Lorsqu’on aperçoit un surdoué exercer son sport de prédilection, ça ne sonne pas pareil. Ils ont une façon de faire différentes des autres joueurs. Un style et une technique qui attirent les regards comme un aimant.

Les recruteurs sont à l’avant-plan pour apprécier ces talents rares avant tous les autres. Jasmin Roy, recruteur québécois des Blue Jays de Toronto, a eu la chance d’assister de près au parcours de surdoués du baseball professionnel.

Roy n’était pas encore un membre des Blue Jays, lorsque Vladimir Guerrero fils a signé une entente professionnelle avec l’équipe à l’âge de 16 ans. On ne sera pas surpris d’apprendre que le nom de Guerrero revient souvent dans les conversations depuis ce temps.

« Dès l’âge de 16 ans, tu vois qu’il y a quelque chose d’exceptionnel avec un joueur comme Vladimir. Il y a des qualités athlétiques et un naturel au bâton qui te permettent déjà de savoir qu’il sera un frappeur du calibre des majeures. Tu ne sais pas comment le joueur va se développer physiquement, mais le talent naturel au bâton, ça ne se perd pas avec l’âge », explique le recruteur.

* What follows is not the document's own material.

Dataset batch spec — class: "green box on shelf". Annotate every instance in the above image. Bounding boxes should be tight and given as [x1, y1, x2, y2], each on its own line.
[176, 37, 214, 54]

Dès le moment de la mise sous contrat, les Jays savaient qu’ils avaient mis la main sur un joueur exceptionnel. Il y avait une effervescence au sein de l’organisation lorsqu’on parlait de Vladimir. Cette effervescence est réapparue avec force l’an dernier, lorsque Guerrero fils a terrorisé les lanceurs du baseball affilié, avec une moyenne au bâton globale de ,381.

« Il n’y a qu’un seul meilleur espoir du baseball majeur, donc quand tu l’as au sein de ton équipe, c’est certain que c’est excitant. Toronto a décidé de procéder à une reconstruction et sacrifier des résultats immédiats. Lorsqu’un joueur connaît de tels succès dans le baseball mineur, tu te dis que tu ne fais pas ça pour rien et tu vois l’avenir avec espoir. Ça met un baume sur des moments plus difficiles dans les majeures. »

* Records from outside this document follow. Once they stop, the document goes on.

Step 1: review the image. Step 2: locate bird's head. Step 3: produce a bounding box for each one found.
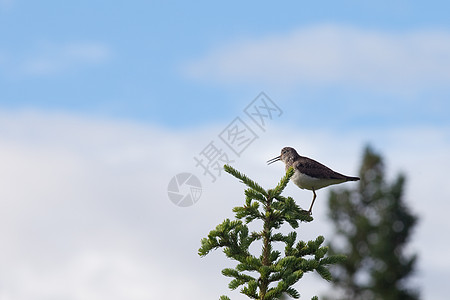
[267,147,299,165]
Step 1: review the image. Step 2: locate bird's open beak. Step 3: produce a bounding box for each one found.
[267,155,281,165]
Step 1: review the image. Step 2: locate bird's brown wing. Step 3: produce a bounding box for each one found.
[294,156,359,180]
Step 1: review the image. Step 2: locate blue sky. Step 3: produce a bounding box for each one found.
[0,0,450,300]
[0,0,449,128]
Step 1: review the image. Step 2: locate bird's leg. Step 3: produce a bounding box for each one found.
[308,189,316,215]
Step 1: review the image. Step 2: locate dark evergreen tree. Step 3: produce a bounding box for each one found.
[329,147,419,300]
[198,165,345,300]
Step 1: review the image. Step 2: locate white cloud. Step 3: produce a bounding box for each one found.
[18,42,112,75]
[183,25,450,91]
[0,112,450,300]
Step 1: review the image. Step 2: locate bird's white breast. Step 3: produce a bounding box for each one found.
[292,171,345,190]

La formation torontoise a toujours vu le potentiel du joueur étoile avec Guerrero. Depuis ce temps, Vlad a répondu aux attentes et plus encore.

« Tu le regardes jouer et tu te dis qu’il peut devenir meilleur que son père, - membre du Temple de la renommée - ce n’est pas rien. Tu sais qu’il va jouer dans les majeures, après tu constates qu’il peut être un joueur d’impact. Ce n’est plus une question de savoir quand il fera ses débuts. À un certain point, tu réalises qu’il sera un 4e frappeur tout au long de sa carrière », prévoit Jasmin Roy.

Puisque rien n’est parfait, le seul doute qui subsiste chez Vlad se situe sur la balance. Disons qu’il est déjà acquis qu’il ne volera pas 30 buts chaque année. Roy assure toutefois que ce n’est pas une préoccupation chez ses employeurs.

« Il ne faut pas oublier que Vladimir mesure 6 pieds et 2 pouces. On savait déjà dès l’âge de 16 ans qu’il avait une bonne charpente. Les Jays s’assurent que le développement physique suit son cours et je ne sens pas qu’il est en retard à ce chapitre. »

Devenir un joueur complet

Si l’on se fie à ses performances au bâton, Vlad aurait certainement pu faire sa place dans les majeures dès la dernière saison. Un brin d’impatience commence à se faire sentir chez les partisans torontois, qui aimeraient avoir quelque chose à se mettre sous la dent. Jasmin Roy apporte un bémol : « Il ne faut pas penser que le baseball se limite à frapper la balle. L’an dernier, on voulait que Vladimir s’améliore en défense. Malgré tout son talent, Guerrero n’avait que 19 ans l’an dernier. Il y a une maturité qu’un joueur doit acquérir et c’est en disputant des matchs qu’il va le faire », nuance le recruteur des Jays.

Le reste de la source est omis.